The worst, and I mean very worst by a good length, task we have to do every year is bird netting. Each August the grapes start to turn colors and finally add sugar and flavor.

The picture above shows Pinot Noir grapes at the Woodruff Family vineyard. The grapes are starting to turn pink, then red. When this happens, the birds start to feast on the grapes.

The only way to keep the birds out is to net the entire plant. I'm often asked about using noise makers, scarecrows, or the shiny tape people see in vineyards. The thing is, birds are pretty smart. The shiny tape only works on migrating birds. The glitter and color keeps them from landing in the vineyards. For birds who have been hanging around all year, the glittery tape makes a nice colorful addition to their nest building. They will remove it from the plants and use it to build nests.

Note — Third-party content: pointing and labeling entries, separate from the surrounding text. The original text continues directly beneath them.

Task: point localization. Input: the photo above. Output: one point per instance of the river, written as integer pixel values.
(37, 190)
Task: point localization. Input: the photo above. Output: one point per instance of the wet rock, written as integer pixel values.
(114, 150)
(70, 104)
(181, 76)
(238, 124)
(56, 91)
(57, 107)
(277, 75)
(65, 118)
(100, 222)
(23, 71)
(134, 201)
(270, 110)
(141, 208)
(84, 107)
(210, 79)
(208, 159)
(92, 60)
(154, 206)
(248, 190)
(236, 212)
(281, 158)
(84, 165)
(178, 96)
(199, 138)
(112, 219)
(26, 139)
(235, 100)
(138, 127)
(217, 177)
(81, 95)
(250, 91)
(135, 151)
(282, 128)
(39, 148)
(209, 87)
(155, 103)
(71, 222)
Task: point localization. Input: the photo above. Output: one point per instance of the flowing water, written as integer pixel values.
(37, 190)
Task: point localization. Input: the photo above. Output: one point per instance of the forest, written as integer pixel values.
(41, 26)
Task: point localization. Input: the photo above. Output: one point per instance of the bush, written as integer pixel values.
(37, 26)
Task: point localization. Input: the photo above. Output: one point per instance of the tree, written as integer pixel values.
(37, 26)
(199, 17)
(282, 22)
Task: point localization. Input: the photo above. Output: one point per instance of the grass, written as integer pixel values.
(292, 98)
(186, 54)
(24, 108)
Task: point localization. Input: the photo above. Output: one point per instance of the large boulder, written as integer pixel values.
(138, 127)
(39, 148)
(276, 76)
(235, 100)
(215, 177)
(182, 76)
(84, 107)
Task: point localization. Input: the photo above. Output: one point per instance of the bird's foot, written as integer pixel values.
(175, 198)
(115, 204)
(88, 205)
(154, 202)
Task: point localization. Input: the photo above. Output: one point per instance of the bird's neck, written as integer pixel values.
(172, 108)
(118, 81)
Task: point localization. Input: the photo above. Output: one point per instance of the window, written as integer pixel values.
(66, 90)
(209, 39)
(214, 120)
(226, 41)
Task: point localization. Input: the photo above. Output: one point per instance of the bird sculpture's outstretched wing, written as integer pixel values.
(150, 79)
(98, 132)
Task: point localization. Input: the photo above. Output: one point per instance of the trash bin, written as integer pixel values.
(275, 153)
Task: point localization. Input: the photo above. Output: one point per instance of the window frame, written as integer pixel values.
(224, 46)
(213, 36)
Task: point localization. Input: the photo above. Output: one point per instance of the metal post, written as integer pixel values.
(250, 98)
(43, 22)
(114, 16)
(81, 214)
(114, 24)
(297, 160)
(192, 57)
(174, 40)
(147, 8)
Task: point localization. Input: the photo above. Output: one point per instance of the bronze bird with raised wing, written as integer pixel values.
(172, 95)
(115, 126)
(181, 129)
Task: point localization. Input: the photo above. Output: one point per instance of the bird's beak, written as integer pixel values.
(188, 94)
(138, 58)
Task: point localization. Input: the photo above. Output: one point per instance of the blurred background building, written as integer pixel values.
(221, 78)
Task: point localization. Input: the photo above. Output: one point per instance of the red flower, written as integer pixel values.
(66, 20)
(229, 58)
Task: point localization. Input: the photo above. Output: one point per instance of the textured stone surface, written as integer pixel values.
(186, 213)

Noisemakers work for a short time, but the birds soon figure out there is no real threat and learn to ignore it. Usually your neighbors learn to call the local police and complain faster than the birds learn to ignore the noise, but in either event, the results are the same.

Other sight devices like owls and scarecrows have the same effect. They work for a short time, even if you move them daily, but the birds figure it out well before harvest.

So we net. The birds will actually attack the nets trying to figure out a way in, so we have to make sure the nets are sealed up tight, and then we inspect them regularly through harvest. Above you can see Millie pulling the netting as Herrardo (Jerry B.) drives the tractor. The nets sit in a special bucket and a pulley system moves them over the plants. Two people have to then spread the nets over the plants.

There are a lot of reasons we all hate this tasks so much. First of all, most of it has to be done by hand. Even in the vineyards with tractors we have to pull, tie up and secure the nets by hand. This is a terrible dirty job. The nets have sat in storage all year and they are filthy, dirty and grimy. Your hands are black by the end of the day. Add to that, it's August. It's hot, very hot, and you are in the sun all day. You can't really wear good cover, or even much of a hat. Anything with buttons, or oversize will get snagged in the nets, so you have to stick with t-shirts, simple hats and maybe a mask. You need the mask because by August the vineyards are super dusty. All things together, it makes for a tough bunch of days.

Here you get a close up of the process. Millie is taking another batch of nets to load up and Jerry B. is running the net through the pulley. Jerry drives the tractor while Millie and I pull the nets. Stefania then comes along behind us and ties the nets up under the plants. During the week, Jerry's wife does the tie up and his brother helps with the net pulling.
We will end up netting about 12 of our 18 acres. The birds are pretty reluctant to fly deep into a vineyard with out having trees near by they can retreat too if they spot a snake or a hawk. Those vineyards that don't have a lot of tree cover only get netted around the edges. That's why you don't see nets as much in Napa or Sonoma. Since those areas tend to be much more open and with miles of vineyards, the birds don't have cover to hide in. The Woodruff Vineyard gets 100% netted as there are trees around almost the entire area.
When this finally wraps up, we usually have a good party to celebrate.